Vern Gambetta has a series of posts about evaluating a training program. In the first part, he writes about basic principles:
- Progression – The most fundamental of all the principles. Clear progression pathways should be articulated.
- Accumulation – Adaptation is a cumulative process.
- Variation – Systematic planned variation will insure continued adaptation.
- Context – Everything in a program must be in context.
- Overload – This is basic, you include a stress beyond a normal stress to elicit an adaptive response.
- Recoverability – The training program must take into account the ability of the athletes to recover from the training load.
The TrainforHoops training program meets these basic principles. Unfortunately, many programs do not. In California, the high school state championship is in the middle of March. However, today I saw advertisements for spring leagues that start on March 1 and AAU try-outs for this past weekend. Recoverability is probably the aspect of a training program which is most often ignored.
However, some programs ignore the other basics. Gambetta writes:
No one workout can make an athlete but one workout can break an athlete.
Many trainers and training programs seem to act or believe that just one workout makes a player better. They want to ignore the hard work and give a player a quick fix. It doesn’t happen. Development takes time and the work needs to be progressive, which is how we wrote the Train for Hoops program. It is not a stand alone workout that you do once and it is not a workout template where you do the same thing over and over. It is individualized and progressive.
In Part II, Gambetta adds some practical considerations:
- Demands of the Sport
- Qualities of the Individual Athlete
- Pattern of Injuries/Injury History
- “24 Hour Athlete” Concept
- Time Frame Available to Execute the Plan
- Specific Goals
- Developmental Level
- Competition Schedule
- Recovery/Regeneration
Does your training program incorporate these elements?
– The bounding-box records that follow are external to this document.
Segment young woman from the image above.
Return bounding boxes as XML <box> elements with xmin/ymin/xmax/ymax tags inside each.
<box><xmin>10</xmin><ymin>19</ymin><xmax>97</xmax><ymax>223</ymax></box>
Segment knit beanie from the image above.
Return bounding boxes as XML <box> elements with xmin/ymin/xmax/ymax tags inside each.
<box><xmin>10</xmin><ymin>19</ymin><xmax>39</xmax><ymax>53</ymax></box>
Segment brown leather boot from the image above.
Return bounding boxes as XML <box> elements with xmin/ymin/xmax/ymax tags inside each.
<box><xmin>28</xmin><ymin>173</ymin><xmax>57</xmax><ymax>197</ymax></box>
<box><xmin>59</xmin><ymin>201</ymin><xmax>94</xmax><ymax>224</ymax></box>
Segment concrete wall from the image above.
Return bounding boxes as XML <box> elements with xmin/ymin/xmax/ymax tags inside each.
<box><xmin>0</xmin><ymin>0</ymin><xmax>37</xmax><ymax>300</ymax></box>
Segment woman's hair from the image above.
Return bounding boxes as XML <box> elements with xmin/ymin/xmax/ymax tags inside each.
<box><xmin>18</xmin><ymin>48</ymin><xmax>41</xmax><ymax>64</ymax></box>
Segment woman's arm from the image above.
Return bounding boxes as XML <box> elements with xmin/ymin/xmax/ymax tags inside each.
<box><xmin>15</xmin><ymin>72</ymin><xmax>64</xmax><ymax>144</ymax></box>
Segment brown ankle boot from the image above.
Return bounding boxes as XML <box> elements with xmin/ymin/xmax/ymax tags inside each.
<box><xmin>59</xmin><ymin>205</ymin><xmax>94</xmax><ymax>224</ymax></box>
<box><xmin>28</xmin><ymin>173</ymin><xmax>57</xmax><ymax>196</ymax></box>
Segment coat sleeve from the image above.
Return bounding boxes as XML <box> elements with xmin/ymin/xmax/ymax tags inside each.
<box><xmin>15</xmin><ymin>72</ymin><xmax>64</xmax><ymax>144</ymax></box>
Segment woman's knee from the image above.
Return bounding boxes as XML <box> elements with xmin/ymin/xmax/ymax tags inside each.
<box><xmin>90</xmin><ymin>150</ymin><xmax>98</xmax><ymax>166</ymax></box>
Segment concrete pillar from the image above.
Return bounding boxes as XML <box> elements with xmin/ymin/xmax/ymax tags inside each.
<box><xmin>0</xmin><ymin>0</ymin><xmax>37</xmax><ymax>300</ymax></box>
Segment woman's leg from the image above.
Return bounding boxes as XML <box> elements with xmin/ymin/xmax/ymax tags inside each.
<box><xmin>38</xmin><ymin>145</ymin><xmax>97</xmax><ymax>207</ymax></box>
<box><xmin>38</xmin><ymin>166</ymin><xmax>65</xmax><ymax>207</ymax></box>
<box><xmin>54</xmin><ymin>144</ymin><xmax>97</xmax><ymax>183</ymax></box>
I saw an advertisement last weekend for an “intense” training program for “all ages,” but there was only one location and one time listed. How do you train 8-year-olds and 18-year-olds at the same time? How does that meet an individual’s needs or his developmental level? Again, how do these high school programs and athletes that compete year-round with no rest manage their recovery and regeneration?
In Part III, Gambetta asks:
Do you know the origins of the training programs or system you are using? Who designed it? What is their background?
There are so many gimmicky products in the marketplace and they promise so many different things. There is an online program that promises to raise your vertical jump by 10 inches. How? How can a canned program make such a guarantee? The canned program has not evaluated me. Where is my weakness? Strength? Fast-twitch? Diet? Body composition? How can you really create a specific program to elicit guaranteed results without a proper evaluation or an individualized program. My needs or weaknesses are not the same as yours. We have different body types, training histories, experience, etc.
Finally, in Part IV, Gambetta gives his 3P formula:
- Practical
- Personal -Is is individualized? Does it fit you or is it one size fits all?
- Proactive – Is there a clear plan and a progression?
That is easy enough to follow. Are you just going to workouts and hoping to get better or do you and your trainer have a plan? Have you written your goals? Are your workouts individualized and tailored to your goals, your body and your needs, or do you do the same thing as everyone else and hope to mimic their results with their training program?
Consumers spend a lot of money on personal trainers, strength coaches and basketball skills coaches. This money should buy more than a workout space or some drills. If you are spending money strictly for motivation, you probably lack the desire to be great anyway and should search for another activity which you find more fulfilling and which motivates you to work hard on your own.
Trainers and training programs who are worth their expense provide a clear plan and a proven process not just a mismatch of drills and conditioning.